Substitution ciphers are rarely seen anywhere may be in newspaper puzzles or some detective novels. In todays world we have ciphers like md5 which are so complex that they are very difficult to understand forget about decrypting it. At the same time people have invented new methods of crypto-analysis like differential crypto-analysis. Understanding these real life algorithms is not a small boy's game. So I will tell you a few ciphers which are still rarely used. XORing is such cipher.

You can xor a character in the string with it's position in the string. Understood? NO!
From the darkness to a new world
xor F with 0
xor r with 1 
.........
You can find such cipher in the first encryption challenge at Hackthissite.org 

Try writing such ciphering and deciphering programs. How about bruteforcing.Can you write a program that will produce all permutations of a given set of characters?

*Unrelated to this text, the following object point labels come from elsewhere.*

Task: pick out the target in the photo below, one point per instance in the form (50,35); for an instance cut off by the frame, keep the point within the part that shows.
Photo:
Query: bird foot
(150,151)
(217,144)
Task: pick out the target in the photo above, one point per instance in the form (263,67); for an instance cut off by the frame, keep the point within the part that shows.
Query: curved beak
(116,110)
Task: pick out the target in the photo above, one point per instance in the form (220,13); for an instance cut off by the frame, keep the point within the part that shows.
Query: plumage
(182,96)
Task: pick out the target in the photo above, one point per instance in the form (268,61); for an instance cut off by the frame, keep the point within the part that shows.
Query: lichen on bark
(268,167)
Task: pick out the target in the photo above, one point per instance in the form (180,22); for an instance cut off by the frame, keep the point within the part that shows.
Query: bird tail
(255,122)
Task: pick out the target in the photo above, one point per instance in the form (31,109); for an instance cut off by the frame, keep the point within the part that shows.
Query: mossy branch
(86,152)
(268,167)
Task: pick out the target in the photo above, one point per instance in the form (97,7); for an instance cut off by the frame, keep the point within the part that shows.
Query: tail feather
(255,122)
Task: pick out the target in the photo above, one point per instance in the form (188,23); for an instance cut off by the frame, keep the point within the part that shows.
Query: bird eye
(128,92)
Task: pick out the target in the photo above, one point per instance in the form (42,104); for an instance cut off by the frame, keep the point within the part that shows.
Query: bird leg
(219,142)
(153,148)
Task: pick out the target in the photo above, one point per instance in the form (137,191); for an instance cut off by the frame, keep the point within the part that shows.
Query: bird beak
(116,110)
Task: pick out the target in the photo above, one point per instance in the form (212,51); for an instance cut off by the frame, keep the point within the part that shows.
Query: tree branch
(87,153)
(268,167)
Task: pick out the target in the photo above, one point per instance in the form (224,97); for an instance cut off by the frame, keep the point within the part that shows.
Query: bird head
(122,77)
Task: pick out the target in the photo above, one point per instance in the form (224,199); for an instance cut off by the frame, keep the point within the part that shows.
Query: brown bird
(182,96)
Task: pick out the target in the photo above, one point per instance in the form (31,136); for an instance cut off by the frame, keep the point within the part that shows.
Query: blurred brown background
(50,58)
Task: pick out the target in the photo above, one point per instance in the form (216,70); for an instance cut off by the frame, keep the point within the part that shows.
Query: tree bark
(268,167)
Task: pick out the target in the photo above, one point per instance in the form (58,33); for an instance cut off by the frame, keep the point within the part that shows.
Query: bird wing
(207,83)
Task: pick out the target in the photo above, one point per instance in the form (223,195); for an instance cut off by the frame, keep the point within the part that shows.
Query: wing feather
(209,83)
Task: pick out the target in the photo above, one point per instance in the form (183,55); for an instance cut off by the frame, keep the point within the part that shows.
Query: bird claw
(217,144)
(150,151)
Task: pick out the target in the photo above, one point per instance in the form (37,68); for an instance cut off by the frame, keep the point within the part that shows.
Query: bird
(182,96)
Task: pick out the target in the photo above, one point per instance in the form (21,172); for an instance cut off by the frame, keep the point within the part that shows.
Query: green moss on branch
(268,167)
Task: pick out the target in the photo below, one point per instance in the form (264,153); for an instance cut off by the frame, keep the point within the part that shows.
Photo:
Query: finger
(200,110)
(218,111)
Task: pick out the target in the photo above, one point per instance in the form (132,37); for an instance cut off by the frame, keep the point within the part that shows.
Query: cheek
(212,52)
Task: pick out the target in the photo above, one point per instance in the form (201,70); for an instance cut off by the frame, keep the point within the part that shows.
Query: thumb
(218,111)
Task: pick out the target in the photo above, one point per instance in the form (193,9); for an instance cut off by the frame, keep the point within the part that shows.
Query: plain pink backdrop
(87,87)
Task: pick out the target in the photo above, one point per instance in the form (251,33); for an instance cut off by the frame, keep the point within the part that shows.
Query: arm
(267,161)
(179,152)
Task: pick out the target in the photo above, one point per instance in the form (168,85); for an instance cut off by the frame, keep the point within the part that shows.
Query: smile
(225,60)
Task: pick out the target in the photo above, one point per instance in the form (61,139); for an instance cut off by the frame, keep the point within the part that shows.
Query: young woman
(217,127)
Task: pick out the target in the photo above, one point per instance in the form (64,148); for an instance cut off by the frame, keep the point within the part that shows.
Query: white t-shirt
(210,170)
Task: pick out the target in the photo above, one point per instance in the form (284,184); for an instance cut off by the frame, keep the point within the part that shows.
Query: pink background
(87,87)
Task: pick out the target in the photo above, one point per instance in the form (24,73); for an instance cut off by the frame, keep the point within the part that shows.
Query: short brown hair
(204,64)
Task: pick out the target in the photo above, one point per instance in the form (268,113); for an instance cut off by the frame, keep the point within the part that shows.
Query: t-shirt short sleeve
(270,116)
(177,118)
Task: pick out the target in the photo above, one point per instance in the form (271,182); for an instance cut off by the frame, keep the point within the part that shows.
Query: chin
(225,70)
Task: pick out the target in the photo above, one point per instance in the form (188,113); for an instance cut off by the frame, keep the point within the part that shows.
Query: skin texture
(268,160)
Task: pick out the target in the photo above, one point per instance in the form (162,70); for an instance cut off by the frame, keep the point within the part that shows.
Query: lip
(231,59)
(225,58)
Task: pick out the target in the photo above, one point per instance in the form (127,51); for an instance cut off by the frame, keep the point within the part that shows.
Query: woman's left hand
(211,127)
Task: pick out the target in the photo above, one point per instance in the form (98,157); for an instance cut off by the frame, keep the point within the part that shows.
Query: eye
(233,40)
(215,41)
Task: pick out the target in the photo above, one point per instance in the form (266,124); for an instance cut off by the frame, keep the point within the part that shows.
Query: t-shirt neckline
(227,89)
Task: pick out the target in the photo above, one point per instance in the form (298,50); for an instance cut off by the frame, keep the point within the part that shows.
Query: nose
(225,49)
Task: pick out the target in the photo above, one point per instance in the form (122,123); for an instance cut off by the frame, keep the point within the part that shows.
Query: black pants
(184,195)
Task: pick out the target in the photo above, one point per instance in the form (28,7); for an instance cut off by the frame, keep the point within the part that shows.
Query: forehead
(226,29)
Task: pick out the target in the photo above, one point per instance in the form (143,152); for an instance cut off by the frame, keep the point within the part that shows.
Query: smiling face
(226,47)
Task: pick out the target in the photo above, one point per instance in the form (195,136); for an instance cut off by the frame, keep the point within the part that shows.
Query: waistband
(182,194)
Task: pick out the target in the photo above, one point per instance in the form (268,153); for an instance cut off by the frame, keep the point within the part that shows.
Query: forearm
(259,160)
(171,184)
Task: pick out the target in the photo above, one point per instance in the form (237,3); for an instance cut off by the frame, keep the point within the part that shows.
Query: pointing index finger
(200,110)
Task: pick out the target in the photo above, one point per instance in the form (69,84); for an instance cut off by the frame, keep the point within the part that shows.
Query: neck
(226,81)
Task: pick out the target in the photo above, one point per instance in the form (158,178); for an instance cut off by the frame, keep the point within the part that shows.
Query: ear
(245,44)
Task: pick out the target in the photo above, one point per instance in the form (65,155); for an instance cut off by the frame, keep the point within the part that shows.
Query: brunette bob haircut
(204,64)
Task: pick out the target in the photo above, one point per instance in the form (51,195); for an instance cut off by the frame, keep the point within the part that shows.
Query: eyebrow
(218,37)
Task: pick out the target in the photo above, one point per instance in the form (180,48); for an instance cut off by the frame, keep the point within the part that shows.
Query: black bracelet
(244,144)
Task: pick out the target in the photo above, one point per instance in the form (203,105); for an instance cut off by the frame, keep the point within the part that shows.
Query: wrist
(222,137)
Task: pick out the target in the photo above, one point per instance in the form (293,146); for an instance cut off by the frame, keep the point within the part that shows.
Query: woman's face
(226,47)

What if you want to send an email which contains very sensitive information. There is something called symmetrical ciphers. In above examples algorithm used to encrypt and decrypt is same. That is say sine is used to encrypt a number then sine inverse was used to decrypt. But that is not so safe. Hence in un symmetrical algorithms a key is used. A key is same thing like a password but very long usually 128 bit key is considered as safest. This is hardwired or kept very very secrete. This key is used to encrypt a message and also to decrypt a message.
ciphertext=Cipher_function(key,plaintext)
This key is shared between sender and receiver. No  third person should get this key. This key is first sent to the sender through a secure medium. Then you can send the receiver the ciphertext. Plaintext is obtained using the key.
plaintext=Decipher_function(key,ciphertext)
This is all about symmetrical encryption.


----------



## #/bin/sh (Jun 25, 2005)

Cryptography, Can you brake the CODE? >>> ?

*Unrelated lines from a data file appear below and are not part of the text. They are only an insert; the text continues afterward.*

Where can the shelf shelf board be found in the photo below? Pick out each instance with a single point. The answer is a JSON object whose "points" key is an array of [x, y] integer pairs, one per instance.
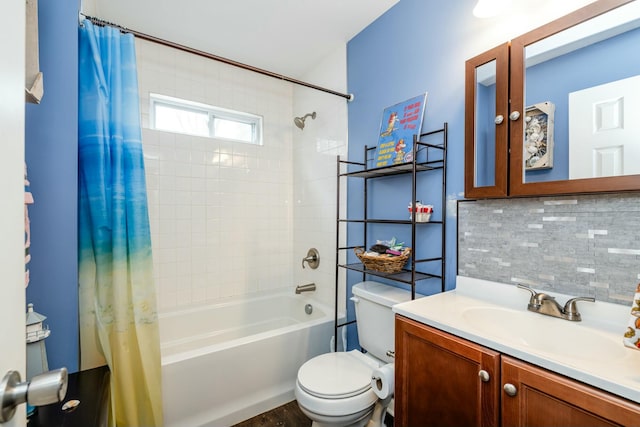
{"points": [[404, 276], [387, 221], [402, 168]]}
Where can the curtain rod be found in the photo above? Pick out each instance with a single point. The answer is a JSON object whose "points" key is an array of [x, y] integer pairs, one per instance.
{"points": [[101, 22]]}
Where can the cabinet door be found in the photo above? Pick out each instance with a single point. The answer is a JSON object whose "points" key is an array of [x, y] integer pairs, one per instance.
{"points": [[546, 399], [486, 123], [438, 380]]}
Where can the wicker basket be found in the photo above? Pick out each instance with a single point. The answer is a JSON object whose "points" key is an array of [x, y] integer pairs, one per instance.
{"points": [[382, 263]]}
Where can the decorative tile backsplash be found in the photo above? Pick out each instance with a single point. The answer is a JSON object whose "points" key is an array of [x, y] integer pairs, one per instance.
{"points": [[586, 245]]}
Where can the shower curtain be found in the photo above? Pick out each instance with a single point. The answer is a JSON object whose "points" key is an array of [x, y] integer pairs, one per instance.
{"points": [[117, 297]]}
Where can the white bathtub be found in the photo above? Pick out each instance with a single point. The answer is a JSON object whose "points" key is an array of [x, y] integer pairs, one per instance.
{"points": [[224, 363]]}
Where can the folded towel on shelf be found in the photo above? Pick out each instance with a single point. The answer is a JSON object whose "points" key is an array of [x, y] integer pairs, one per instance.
{"points": [[28, 200]]}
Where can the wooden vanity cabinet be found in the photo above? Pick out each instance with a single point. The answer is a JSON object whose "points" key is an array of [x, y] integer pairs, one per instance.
{"points": [[439, 383], [547, 399], [437, 379]]}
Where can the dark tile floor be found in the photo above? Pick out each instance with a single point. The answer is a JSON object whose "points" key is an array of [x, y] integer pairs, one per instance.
{"points": [[288, 415]]}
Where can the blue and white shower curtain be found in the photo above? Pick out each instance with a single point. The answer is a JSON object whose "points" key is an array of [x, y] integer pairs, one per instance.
{"points": [[118, 315]]}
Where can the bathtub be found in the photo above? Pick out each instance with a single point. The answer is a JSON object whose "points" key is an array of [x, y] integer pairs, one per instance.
{"points": [[225, 363]]}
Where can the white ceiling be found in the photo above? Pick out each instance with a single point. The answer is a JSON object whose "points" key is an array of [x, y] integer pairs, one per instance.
{"points": [[283, 36]]}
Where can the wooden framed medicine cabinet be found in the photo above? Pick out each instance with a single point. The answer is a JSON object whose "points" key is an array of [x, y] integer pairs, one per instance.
{"points": [[553, 111]]}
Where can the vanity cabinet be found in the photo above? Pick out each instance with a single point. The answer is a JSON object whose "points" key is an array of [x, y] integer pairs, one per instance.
{"points": [[445, 380], [437, 380], [543, 116]]}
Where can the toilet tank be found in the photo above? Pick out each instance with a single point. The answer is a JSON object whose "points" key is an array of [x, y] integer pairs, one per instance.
{"points": [[375, 320]]}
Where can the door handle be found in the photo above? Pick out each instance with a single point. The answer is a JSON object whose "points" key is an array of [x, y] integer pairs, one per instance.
{"points": [[43, 389]]}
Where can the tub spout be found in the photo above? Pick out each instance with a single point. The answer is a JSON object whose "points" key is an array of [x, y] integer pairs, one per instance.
{"points": [[305, 288]]}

Realy, take the challenge >>

*www.thawte.com/cryptochallenge/


----------



## shark (Jul 8, 2005)

I'll try. Wish luck.


----------



## abhishekkulkarni (Jul 8, 2005)

Dude please USE the search facility of the Forum.A thread with the same title has already been discussed before.


----------



## khattam_ (Jul 19, 2005)

Am I supposed to "break" the code or "brake" the code??


----------



## Maverick340 (Aug 30, 2005)

Hey which ws this scrpit were u write 4 for a and 3 for e..It came in the magzine once..i frgt which issue...


----------



## Maverick340 (Aug 30, 2005)

And Pleeze explain that XORing way of writing..i dint get what u were saying above...
in ref to the above post:
This is what i ws talking about
*img382.imageshack.us/img382/7386/ellite3br.th.png


----------



## anomit (Aug 31, 2005)

Man, I am about to burst!!!!!!!!  

That's no script, you can use your imagination to write up stuff. I wrote one for the user *koolbluez* and he still has it in his sig.

*|< 0 0 | |3 | |_| e z*

Like this.

And what has it got to do with this topic?

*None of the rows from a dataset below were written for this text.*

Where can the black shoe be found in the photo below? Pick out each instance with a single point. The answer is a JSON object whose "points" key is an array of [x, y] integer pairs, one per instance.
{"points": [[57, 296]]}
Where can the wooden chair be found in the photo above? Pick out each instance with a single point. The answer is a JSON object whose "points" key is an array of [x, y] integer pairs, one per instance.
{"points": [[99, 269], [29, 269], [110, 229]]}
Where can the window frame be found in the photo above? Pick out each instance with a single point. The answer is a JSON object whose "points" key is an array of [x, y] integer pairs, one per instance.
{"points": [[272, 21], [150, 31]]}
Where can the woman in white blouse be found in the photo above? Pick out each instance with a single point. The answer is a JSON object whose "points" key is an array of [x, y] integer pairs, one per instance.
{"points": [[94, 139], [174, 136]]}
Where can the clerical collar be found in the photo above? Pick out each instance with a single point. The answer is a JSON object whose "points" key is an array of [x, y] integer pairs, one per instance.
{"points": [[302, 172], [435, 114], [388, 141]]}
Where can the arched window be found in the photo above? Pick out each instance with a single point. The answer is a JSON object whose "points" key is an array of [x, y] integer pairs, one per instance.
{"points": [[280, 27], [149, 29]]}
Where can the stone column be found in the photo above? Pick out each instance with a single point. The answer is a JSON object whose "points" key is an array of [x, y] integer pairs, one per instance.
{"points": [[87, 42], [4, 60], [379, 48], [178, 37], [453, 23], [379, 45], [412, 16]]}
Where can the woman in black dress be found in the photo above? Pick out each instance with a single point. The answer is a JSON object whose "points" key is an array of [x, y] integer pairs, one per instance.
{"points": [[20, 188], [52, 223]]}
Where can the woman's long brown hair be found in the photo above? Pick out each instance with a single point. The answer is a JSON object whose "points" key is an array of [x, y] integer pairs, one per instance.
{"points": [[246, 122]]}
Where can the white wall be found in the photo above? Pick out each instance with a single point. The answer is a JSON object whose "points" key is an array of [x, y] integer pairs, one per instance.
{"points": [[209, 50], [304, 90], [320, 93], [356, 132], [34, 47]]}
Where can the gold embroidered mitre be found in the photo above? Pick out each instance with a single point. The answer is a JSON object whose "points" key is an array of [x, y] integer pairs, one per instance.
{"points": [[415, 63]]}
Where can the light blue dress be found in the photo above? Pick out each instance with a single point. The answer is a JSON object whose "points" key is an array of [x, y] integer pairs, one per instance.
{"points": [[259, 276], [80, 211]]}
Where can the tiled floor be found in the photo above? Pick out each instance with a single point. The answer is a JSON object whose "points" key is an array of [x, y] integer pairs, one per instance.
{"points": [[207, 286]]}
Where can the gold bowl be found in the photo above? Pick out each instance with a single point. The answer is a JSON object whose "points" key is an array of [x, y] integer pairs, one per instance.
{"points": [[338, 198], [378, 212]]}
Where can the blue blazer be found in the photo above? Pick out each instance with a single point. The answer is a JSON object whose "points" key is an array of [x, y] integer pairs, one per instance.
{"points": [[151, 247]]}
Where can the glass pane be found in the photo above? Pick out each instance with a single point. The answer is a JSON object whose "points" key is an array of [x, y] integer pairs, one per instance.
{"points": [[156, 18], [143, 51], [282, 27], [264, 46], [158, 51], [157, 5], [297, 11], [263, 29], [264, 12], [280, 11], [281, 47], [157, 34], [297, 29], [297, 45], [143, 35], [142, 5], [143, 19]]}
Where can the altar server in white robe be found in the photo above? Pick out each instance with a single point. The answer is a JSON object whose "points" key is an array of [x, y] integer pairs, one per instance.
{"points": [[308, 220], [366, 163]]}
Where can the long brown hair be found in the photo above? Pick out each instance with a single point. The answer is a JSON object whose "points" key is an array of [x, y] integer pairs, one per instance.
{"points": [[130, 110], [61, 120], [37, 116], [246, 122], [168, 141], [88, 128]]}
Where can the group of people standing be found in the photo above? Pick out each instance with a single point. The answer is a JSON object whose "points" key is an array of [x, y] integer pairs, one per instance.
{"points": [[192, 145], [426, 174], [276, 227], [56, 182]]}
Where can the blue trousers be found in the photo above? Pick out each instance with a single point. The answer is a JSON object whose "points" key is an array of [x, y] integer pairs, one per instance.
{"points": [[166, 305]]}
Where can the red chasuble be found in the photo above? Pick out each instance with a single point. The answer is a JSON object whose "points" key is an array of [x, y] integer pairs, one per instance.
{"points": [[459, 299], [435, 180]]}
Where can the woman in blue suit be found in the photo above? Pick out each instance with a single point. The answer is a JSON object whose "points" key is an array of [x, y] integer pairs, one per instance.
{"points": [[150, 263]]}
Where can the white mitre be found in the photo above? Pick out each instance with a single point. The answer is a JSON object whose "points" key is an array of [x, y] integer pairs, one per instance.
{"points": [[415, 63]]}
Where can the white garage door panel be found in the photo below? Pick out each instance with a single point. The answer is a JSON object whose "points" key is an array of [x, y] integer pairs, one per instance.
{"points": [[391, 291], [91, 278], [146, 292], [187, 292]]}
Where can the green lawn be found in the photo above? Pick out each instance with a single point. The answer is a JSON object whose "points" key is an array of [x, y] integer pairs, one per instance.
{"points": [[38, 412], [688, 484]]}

If you dunno LOGIC gates or binary notation, forget about understanding what XOR is all about.


----------



## Maverick340 (Aug 31, 2005)

k...u cud post an article what LGIC gates and binary notation is all about


----------



## anomit (Sep 1, 2005)

I would very much like to post one but only if there are some other requests. Otherwise when I will post one, there will be some 4 or 5 replies out of which 2 will say "Source Please". If you don't get any response for ur work, you too will be put off.


----------



## Maverick340 (Sep 1, 2005)

hmmm yea


----------